Bojonegoro (beritajatim.com) – Komisioner Badan Pengawas Pemilihan Umum (Bawaslu) Kabupaten Bojonegoro, Dian Widodo menegaskan bahwa keterlibatan Bupati atau Wakil Bupati, Gubernur maupun Wakil Gubernur, serta Walikota dalam keberpihakan dukungan politik dalam Pemilu diperbolehkan.

Asalkan, kata dia, jika hal itu dilakukan di luar jam kerja atau menjalani cuti serta saat libur. Selain itu, saat melakukan kampanye tidak menggunakan fasilitas dalam jabatannya, kecuali fasilitas pengamanan bagi pejabat negara. Namun, jabatan politik seperti kepala desa (Kades) dalam peraturan Undang-undang tidak diperbolehkan.

“Undang-undang yang mengatur itu hanya bupati, wakil bupati, gubernur dan wakilnya, walikota dan wakilnya.
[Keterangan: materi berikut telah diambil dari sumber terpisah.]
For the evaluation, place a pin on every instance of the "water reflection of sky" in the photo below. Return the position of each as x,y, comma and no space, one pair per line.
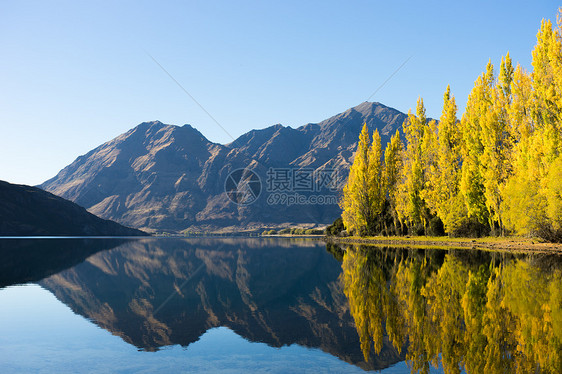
41,334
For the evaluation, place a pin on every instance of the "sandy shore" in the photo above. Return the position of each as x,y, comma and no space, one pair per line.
511,244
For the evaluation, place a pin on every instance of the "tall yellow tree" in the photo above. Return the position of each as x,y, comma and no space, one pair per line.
472,180
410,205
442,188
392,169
363,194
496,144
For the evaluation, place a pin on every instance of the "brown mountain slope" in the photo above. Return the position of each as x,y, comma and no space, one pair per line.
168,178
26,210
Sedangkan jabatan kepala desa harus netral,” ujarnya disela acara rapat koordinasi, bersama Bawascam se-Kabupaten Bojonegoro, Selasa (5/3/2019).
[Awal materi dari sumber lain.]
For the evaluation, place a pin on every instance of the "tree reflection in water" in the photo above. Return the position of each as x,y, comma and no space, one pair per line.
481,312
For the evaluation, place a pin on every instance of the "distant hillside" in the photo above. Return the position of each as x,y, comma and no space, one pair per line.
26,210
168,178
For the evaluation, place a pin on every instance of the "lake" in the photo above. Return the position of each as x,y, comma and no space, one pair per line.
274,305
Dalam tahapan Pilpres maupun Pileg 2019, pelanggaran yang paling rawan adalah masih adanya keterlibatan Aparatur Sipil Negara (ASN) maupun kepala desa yang ikut melakukan kampanye. “Paling rawan yang sulit ditangani adalah money politik dan pelibatan ASN,” ungkapnya.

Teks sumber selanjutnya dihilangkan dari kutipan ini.